Fall Gardening: November Garden Checklist Zones 6-8

The air has cooled down, and so have most gardens by the time that November rolls in. While some gardeners are still practicing November gardening and harvesting and may have extended their growing seasons with fall and winter gardens, others are putting their gardens to bed for the winter.

No matter what stage you are at this November, there are many essential tasks on our November Garden Checklist Zones 6-8 that will help keep your gardens on track for continued success. As always, it’s a great idea to consult your local extension office for garden guidance specific to your county.

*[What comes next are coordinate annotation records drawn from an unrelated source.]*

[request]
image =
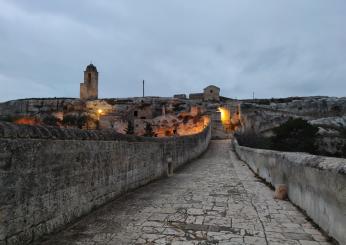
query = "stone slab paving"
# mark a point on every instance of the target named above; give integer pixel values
(213, 200)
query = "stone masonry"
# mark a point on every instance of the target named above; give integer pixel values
(51, 176)
(214, 200)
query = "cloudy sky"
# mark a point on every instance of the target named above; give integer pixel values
(275, 48)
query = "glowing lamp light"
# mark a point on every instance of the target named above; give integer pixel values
(225, 115)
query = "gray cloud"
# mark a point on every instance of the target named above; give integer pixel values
(275, 48)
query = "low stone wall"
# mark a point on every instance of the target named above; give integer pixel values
(51, 176)
(316, 184)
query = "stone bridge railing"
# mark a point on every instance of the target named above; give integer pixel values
(51, 176)
(316, 184)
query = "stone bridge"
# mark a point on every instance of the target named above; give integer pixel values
(215, 199)
(107, 189)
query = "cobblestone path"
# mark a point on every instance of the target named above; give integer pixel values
(213, 200)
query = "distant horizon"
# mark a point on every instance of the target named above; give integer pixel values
(157, 96)
(276, 49)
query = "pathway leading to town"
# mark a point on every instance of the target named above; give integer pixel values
(215, 199)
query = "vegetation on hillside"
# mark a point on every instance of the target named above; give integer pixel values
(296, 135)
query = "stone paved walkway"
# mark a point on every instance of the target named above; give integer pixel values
(214, 200)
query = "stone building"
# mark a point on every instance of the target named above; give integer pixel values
(211, 93)
(89, 89)
(196, 96)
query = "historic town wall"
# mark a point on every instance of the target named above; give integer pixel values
(316, 184)
(51, 176)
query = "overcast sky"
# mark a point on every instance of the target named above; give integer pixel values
(275, 48)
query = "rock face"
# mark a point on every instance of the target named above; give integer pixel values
(51, 176)
(28, 107)
(329, 114)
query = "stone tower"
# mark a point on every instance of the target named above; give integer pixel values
(89, 89)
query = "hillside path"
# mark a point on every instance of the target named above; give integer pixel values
(215, 199)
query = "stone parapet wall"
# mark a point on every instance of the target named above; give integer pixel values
(316, 184)
(49, 176)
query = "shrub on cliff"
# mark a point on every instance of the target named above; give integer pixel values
(130, 129)
(295, 135)
(50, 120)
(149, 132)
(74, 120)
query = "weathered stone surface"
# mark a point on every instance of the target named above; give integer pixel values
(316, 184)
(214, 200)
(51, 176)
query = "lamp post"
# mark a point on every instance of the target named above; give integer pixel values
(99, 112)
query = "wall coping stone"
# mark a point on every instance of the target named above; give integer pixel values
(15, 131)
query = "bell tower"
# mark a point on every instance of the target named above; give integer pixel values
(89, 89)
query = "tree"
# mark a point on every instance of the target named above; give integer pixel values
(130, 129)
(149, 132)
(50, 120)
(70, 120)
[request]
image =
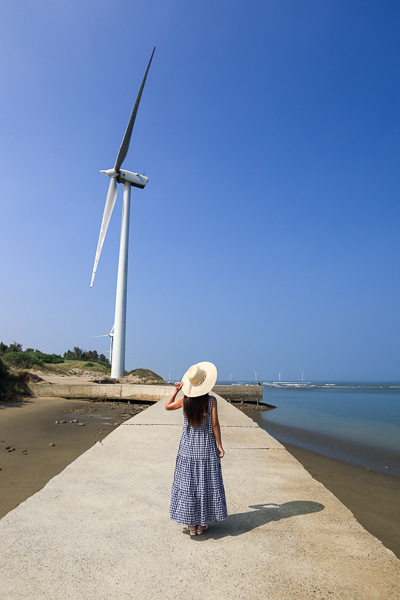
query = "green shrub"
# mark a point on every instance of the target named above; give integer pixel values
(22, 360)
(26, 360)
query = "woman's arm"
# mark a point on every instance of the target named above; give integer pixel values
(173, 404)
(216, 428)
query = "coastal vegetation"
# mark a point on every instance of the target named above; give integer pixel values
(15, 357)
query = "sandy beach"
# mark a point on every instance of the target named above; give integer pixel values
(34, 448)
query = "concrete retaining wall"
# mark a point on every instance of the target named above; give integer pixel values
(117, 391)
(142, 393)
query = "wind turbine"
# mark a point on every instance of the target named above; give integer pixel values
(111, 336)
(129, 179)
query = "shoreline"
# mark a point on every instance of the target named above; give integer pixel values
(34, 449)
(29, 427)
(372, 496)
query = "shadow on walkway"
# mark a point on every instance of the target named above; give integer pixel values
(263, 513)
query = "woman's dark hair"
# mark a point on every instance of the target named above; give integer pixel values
(196, 410)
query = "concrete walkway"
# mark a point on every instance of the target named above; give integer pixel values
(100, 530)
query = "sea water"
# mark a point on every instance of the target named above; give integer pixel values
(357, 423)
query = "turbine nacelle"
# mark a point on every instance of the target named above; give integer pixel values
(133, 178)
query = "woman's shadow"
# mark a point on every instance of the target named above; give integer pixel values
(261, 514)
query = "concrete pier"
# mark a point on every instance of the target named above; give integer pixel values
(100, 529)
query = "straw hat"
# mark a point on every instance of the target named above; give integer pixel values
(199, 379)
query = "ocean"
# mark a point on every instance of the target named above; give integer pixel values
(358, 423)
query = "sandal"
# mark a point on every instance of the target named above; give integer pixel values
(200, 531)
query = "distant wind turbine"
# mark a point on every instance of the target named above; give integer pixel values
(118, 175)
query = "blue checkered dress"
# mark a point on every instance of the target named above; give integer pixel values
(198, 493)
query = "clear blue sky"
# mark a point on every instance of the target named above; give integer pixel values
(267, 238)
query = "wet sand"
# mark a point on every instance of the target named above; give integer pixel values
(373, 498)
(27, 428)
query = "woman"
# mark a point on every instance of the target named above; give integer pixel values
(198, 492)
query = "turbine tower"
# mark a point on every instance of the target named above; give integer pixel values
(129, 179)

boxed vegetable garden in fitted glass greenhouse

November Gardening & Planning

As we put our garden beds to sleep in November, those gardeners in zones 6-8 have tons of things to talk about and reflect on, along with exciting ideas about what you will do better next year. Take out your November gardening journal and ride the wave of inspiration!

  • Get a head start on next spring’s garden! Have your soil tested at the end of the fall garden season! Once you get your results, amend your soil with what it lacks so microorganisms can break these nutrients down and make them available to plants in time for planting.
  • Indoor seed starting time will be here before you know it! Assess your seed stock, order seeds, and seed-starting supplies. Consider things like grow lights, heating mats, seed-starting mix, seed-starting containers, seed storage supplies, and fun seed varieties.
  • Reflect on the layout of this year’s garden. Adjust your garden layout for next year by sketching out plant placement for next year.  Were your gardens overcrowded? Did some plants overshade others? Did plants succumb to certain diseases in a particular spot? Did you lack pollinators? Make adjustments and consider rotating crops for soil and plant health.
  • Inspired by some hardscape ideas or want to build raised beds or trellises? Jot down what supplies you might need so that you can work on them over the winter indoors.
  • Think about whether or not you utilized your harvest the best you could. Perhaps you might like to add a spiralizer, canning supplies, or dehydrator (to store for winter soups, etc.) to your wish list to diversify the ways that you can store and use your produce.
  • Think about season-extending tools for frost protection such as row covers, hoop houses, and cold frames. Perhaps you can add some of these tools to your toolbox.
  • Reward yourself for a job well done in the garden, and take some time to relax and enjoy the fall and winter seasons.
  • Reflect on what pests were a problem in the garden and research organic methods of protecting your future gardens.
  • Jot down what the temperatures and rainfall in your area were like and what problems they presented for you.
Gardener harvesting green leafy heads of kale

Zones 6-8 Garden Prep & Maintenance

Our November Gardening Checklist Zone 6-8 wouldn’t be complete without prep and maintenance tasks. There are lots of things that you can do in your garden this month that will bolster the health and performance of your future gardens.

With a little bit of upkeep, soil building and protection, and general maintenance of tools and garden areas, you’ll be able to close out the growing season without any unfinished business.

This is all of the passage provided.